Träume von den Wandlungen
Ich stehe
am Rande des Abgrundes. Tief unter mir schlängelt sich der Fluss. Er ist
wunderschön, mit tiefen, dunklen Stellen und seichten Gestaden. Einladend und
abweisend, verschlungen und geheimnisvoll, voller Bewegung. An die tiefsten
Stellen werde ich mich diesmal begeben, voll Angst und Vertrauen.
Langsam
steige ich nach unten. Niemals mit Hast, aufmerksam jeden Schritt im Hier und
Jetzt empfindend. Musik hilft, manchmal laut und aggressiv, manchmal sanft und
einschmeichelnd. Oben ist es hell, die Farben lichtdurchflutet und glitzernd.
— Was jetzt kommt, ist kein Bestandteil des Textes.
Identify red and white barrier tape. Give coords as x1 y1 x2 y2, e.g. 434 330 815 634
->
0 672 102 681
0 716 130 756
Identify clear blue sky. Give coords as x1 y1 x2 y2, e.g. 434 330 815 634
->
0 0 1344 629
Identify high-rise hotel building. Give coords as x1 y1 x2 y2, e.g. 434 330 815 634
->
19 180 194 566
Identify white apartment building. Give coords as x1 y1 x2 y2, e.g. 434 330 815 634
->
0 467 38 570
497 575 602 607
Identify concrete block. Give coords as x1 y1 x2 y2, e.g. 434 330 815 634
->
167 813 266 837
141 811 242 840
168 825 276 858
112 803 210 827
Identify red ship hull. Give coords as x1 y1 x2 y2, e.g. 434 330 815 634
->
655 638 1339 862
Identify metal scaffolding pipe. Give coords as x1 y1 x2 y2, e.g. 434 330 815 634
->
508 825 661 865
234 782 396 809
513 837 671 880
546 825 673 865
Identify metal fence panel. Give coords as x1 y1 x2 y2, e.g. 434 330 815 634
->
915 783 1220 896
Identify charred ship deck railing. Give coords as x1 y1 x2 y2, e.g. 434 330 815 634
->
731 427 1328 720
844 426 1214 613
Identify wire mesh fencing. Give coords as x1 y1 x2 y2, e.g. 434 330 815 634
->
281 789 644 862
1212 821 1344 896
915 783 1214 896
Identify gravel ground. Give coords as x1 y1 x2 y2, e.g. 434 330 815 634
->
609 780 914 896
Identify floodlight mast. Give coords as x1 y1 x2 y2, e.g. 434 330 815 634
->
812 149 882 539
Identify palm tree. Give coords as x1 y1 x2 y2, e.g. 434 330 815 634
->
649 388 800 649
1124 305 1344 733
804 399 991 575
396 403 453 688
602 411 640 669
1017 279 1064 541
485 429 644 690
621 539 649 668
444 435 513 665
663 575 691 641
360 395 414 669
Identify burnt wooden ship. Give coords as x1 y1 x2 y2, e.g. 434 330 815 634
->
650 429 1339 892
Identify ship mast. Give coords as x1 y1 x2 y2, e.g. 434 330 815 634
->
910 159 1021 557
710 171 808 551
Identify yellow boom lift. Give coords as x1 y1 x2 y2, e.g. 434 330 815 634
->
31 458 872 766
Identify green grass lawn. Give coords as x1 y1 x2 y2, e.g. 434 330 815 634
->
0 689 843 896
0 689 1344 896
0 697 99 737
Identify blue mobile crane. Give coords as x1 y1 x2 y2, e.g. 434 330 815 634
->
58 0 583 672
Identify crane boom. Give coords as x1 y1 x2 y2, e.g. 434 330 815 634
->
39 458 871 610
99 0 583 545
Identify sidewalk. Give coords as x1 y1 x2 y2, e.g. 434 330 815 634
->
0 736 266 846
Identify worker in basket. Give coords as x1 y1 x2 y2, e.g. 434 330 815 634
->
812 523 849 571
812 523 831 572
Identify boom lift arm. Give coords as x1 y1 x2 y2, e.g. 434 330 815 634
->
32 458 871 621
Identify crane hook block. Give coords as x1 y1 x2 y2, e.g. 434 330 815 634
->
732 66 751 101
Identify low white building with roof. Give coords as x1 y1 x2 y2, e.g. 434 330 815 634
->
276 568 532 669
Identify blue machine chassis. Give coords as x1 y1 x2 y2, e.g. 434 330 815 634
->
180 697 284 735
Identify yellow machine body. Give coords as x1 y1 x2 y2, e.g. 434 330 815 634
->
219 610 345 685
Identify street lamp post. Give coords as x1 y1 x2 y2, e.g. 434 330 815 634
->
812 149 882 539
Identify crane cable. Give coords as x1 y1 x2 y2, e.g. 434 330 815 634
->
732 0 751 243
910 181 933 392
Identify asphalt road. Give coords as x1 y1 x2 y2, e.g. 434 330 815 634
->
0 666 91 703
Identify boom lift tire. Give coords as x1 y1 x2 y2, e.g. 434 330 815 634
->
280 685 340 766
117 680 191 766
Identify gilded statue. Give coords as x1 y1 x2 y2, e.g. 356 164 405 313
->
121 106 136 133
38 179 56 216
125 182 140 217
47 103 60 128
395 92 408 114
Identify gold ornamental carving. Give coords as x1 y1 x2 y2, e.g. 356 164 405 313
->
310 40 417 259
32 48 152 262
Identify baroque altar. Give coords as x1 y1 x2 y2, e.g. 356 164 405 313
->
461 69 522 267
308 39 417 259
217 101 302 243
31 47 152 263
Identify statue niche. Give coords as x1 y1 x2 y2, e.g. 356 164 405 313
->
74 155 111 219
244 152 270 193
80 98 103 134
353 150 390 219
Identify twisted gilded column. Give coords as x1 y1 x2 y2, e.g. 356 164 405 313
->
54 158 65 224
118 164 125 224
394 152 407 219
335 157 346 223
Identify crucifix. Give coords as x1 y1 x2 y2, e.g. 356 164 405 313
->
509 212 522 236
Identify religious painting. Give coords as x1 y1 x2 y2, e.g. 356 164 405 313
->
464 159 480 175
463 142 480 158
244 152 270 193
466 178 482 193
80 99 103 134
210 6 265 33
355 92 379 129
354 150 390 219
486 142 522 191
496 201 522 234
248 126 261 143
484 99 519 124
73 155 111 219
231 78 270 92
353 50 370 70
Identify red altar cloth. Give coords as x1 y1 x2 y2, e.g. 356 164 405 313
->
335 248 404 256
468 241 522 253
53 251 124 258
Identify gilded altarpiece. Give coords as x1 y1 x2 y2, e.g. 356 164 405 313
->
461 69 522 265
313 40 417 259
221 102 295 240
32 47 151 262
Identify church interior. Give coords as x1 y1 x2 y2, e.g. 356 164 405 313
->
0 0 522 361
Beim Abstieg verändert sich das Licht. Die Farben werden dunkler, wärmer,
bedrohlich und einladend. Die Gerüche werden intensiver, die Geräusche
wohlklingender: Basstöne, der Geruch nach nasser, dunkler Erde, grün, braun,
schwarz.
Ich lasse
mich fallen, koste die Eindrücke mit meinem ganzen Körper, umfasse die Luft,
die Bäume, wühle in der Erde und verändere mich, passe mich an. Die Hülle
fällt. Muskeln breiten sich aus, verdrängen Äußerlichkeiten. Masse verwandelt
sich in Knochensubstanz und fließt stärkend und aufrichtend in die Wirbelsäule.
Brüste festigen sich und geben großzügig Überschüssiges an andere Organe ab.
Die Lunge wird weiter und durchlässiger, das Becken schiebt sich nach vorne.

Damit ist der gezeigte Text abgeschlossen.